Constitutional reform and the clash between unificationist and independence mentalities

  In addition to adjustment of cultural consciousness, revision of our Constitution to fit Taiwan’s needs, and building of a government predicated upon the principles of “small is beautiful," a high degree of efficiency and service to the people are also directions in which we must labor mightily. Although the Constitution was amended 6 times during the 1990s, there remain significant disparities between the Constitution on the one hand and practical reality and ideals on the other. Thus, establishment of a Constitution which conforms with Taiwan has become a matter of urgent importance.

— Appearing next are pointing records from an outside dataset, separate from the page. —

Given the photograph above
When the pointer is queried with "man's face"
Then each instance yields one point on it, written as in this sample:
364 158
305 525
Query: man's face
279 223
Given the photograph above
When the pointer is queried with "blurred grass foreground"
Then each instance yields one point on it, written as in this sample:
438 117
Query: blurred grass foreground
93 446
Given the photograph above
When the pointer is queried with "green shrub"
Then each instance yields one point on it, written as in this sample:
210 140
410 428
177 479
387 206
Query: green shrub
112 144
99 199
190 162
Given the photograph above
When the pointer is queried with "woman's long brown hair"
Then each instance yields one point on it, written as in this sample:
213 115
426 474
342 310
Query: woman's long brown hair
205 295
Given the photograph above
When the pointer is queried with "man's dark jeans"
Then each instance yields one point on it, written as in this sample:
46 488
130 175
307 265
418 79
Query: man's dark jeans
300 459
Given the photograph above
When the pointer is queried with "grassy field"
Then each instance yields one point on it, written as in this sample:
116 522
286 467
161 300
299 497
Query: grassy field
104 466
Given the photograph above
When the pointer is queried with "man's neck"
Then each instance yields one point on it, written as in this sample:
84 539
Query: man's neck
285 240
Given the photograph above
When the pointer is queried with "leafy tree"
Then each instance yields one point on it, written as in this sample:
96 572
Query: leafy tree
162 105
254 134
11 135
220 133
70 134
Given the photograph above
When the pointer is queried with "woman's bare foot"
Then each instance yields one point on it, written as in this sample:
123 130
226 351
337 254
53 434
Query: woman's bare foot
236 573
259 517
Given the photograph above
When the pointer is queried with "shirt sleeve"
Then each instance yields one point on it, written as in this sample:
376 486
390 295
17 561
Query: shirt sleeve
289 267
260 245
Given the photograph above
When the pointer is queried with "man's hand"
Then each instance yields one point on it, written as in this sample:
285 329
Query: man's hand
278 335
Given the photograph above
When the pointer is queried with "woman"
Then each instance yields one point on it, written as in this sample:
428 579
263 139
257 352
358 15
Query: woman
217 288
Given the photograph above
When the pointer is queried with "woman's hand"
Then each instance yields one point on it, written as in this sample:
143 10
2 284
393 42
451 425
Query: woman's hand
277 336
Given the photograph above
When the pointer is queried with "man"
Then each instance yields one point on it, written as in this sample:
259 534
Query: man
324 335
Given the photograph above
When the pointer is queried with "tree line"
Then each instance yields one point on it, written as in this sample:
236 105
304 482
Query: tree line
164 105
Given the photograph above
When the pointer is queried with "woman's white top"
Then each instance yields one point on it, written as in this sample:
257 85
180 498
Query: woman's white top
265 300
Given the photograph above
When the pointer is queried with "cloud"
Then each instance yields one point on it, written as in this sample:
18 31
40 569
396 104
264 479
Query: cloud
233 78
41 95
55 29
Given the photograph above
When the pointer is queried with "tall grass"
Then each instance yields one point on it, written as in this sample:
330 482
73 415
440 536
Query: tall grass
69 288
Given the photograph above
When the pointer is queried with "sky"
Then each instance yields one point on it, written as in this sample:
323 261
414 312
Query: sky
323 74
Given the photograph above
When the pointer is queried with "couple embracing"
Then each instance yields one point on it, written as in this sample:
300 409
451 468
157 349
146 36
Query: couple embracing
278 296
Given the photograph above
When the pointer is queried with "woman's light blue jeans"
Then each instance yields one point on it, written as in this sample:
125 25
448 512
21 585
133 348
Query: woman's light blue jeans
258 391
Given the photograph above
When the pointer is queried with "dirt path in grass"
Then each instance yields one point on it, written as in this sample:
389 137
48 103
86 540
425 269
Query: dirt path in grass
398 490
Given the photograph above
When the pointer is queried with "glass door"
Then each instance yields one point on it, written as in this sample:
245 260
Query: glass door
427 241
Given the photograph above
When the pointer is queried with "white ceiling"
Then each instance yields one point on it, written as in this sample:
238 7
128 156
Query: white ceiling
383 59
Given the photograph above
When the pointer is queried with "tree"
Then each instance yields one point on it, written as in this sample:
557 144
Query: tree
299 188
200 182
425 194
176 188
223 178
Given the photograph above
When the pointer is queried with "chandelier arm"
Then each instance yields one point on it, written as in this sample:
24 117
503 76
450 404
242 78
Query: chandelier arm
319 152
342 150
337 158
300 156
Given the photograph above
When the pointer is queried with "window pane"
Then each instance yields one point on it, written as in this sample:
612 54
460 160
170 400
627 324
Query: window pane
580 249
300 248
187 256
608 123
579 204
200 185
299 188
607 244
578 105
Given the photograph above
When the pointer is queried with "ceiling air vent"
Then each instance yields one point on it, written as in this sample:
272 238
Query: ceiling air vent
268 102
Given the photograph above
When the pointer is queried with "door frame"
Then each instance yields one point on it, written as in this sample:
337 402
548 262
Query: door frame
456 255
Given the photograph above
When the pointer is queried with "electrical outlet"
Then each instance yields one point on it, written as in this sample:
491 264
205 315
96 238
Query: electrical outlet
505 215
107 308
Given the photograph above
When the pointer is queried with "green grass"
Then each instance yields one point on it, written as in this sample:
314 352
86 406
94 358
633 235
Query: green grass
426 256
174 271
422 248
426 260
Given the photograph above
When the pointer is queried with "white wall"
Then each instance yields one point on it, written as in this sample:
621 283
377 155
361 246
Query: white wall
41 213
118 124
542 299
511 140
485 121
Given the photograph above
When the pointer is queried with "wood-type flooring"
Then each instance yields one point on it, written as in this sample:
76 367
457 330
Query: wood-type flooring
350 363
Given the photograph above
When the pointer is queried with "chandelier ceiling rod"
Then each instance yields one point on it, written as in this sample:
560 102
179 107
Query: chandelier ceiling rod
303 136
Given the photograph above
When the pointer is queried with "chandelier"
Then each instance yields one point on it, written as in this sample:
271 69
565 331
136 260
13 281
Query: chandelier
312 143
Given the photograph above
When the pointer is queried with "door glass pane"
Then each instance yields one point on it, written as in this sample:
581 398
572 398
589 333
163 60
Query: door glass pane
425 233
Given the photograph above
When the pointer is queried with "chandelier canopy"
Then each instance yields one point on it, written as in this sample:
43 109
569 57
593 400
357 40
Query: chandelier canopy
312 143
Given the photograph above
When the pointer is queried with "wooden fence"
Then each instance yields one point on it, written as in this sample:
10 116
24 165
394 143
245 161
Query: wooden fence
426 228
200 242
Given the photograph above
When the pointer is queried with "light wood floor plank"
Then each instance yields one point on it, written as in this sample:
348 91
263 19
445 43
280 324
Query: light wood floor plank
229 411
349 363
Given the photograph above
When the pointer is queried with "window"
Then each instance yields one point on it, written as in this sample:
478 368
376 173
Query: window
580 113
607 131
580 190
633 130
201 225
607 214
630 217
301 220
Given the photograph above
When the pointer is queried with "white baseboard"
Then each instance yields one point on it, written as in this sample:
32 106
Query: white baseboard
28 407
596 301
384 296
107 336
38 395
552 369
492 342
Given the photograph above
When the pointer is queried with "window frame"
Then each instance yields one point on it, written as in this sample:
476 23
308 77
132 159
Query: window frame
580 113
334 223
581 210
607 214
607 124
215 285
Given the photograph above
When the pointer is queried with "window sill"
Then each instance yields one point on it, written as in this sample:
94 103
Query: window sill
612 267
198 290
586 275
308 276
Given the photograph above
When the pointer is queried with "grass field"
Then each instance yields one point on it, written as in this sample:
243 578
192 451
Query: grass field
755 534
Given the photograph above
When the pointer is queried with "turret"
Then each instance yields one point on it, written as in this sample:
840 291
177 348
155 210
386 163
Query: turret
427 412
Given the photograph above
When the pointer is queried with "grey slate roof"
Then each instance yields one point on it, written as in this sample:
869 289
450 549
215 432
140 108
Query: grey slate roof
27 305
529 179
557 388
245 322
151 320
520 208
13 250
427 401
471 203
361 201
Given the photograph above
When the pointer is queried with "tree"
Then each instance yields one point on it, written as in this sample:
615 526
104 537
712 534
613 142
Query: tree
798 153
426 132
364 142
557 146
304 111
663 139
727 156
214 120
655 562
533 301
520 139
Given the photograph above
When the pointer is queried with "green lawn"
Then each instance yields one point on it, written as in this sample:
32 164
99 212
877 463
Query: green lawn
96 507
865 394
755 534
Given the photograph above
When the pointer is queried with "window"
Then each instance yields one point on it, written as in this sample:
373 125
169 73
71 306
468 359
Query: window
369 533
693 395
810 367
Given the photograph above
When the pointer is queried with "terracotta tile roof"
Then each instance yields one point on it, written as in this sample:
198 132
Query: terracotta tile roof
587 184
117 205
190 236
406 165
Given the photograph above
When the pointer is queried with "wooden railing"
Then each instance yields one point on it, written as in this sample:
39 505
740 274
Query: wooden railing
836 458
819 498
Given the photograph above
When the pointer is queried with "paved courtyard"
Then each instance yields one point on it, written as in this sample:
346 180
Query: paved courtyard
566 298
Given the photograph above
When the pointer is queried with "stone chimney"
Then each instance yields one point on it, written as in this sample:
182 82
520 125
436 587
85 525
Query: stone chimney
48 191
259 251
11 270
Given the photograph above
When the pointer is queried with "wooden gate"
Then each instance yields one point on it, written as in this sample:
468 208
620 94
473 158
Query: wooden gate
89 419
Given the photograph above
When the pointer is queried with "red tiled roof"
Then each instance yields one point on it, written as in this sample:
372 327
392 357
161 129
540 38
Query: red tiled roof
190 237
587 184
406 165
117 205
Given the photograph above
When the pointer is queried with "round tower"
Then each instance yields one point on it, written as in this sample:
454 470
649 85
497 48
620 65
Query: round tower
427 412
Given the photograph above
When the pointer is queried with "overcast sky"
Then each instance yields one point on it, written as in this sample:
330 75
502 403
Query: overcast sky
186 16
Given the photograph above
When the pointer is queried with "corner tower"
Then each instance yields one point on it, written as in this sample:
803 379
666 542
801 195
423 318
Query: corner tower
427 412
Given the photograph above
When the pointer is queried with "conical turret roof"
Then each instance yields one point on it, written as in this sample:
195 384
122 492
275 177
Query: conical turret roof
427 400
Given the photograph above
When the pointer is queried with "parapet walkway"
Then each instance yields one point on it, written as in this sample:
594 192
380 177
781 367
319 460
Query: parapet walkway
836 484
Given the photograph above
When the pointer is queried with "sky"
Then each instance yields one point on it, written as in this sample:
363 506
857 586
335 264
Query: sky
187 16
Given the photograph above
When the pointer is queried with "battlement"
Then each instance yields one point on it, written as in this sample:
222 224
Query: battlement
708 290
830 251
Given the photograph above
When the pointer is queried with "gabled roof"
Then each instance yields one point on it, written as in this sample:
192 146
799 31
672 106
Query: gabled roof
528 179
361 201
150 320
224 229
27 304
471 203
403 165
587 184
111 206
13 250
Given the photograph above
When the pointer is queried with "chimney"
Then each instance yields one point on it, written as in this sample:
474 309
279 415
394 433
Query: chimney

Although this will provoke debate over the question of national identity, if we fail to carry out reformation in this respect, how shall we be able to meet the future and face challenges in the international arena?


  內部問題才是台灣最主要的問題。國民黨長期執政,宣導大中國主義,使得台灣本土精神無法顯現,造成意識論爭,甚至以此作為政治利益的交換和考量,危害台灣的生存空間。解決這些問題會造成對立,但不忍受陣痛帶來的不安,則無法解決根本問題。由此問題,自然引伸至台灣與中國之間的問題,被統一和獨立建國成為台灣未來發展必須面對的問題,也是規劃未來藍圖時最具影響的思考架構。

  It is Taiwan’s internal problems which are after all most critical. The KMT’s long years of rule and propagandizing of a Big China identity made it impossible for a native Taiwan spirit to shine forth, creating discord with respect to social consciousness — a discord which has even been manipulated by some as a basis for interchange and considerations regarding political interest, thereby compromising possibilities for Taiwan’s continued existence. Although solutions to this problem will engender contention, resigned forbearance of an uneasiness rooted in psychic pain can be of no benefit in resolving fundamental problems. Of course, the scope of the problem encompasses the relationship between Taiwan and China, and question of whether we are to be absorbed as a part of China or to build an independent nation is one which the Taiwan’s future development must confront, in addition to its being the most influential frame of considerations in drawing up a blueprint for our future.


 建立台灣國家,跨入國際社會

  從內部變革、國家形象的凸顯,反應在外交上,則強調台灣主權獨立概念,重新加入聯合國,回歸國際社會,以平等互惠的立場建構台灣與中國的關係。這些問題也許一時無法解決,但台灣生命共同體意識的深化和普遍化、台灣國家尊嚴的建立,將是21世紀台灣人民永不止息的追求。

Building a Taiwan nation; assuming our place in the international community

  Internal reform and cultivation of a distinct national identity will be reflected in our foreign relations, emphasizing the principle of Taiwan’s independent status, readmittance of Taiwan into the United Nations, assumption of Taiwan’s rightful place in the international community, and establishment of Taiwan-China relations on a foundation of equality and mutual benefit. While these problems may not be resolvable in the immediate future, the deepening and broadening of consciousness of our shared destiny as one people and the nurturing of esteem for Taiwan as a nation will be the objective tirelessly pursued by the people of Taiwan in this 21st century.


  21世紀的台灣將面臨內部意識重整、國家建構和主權獨立的問題。朝向新國家的建立,不只是百年來台灣人民的願望和追求,更是改變歷史發展的動力。在此形塑力量之下,會有爭吵、不安,但也會帶來活力和傲人的台灣國家形成典範,做為世人學習模仿敬佩的對象。

  The Taiwan of the 21st century will indeed be confronted by challenges relating to consciousness adjustment, nation building, sovereignty and independence. Nevertheless, striving toward the establishment of a new nation constitutes not only the aspiration and objective of Taiwan’s people over the past century but the ongoing driving force behind its historical evolution. Although under the influence of this formative power, there must inevitably arise discord and uneasiness, our evolutionary process will nonetheless serve as a shining example of a vigorous and proud nation worthy of the world’s emulation and esteem.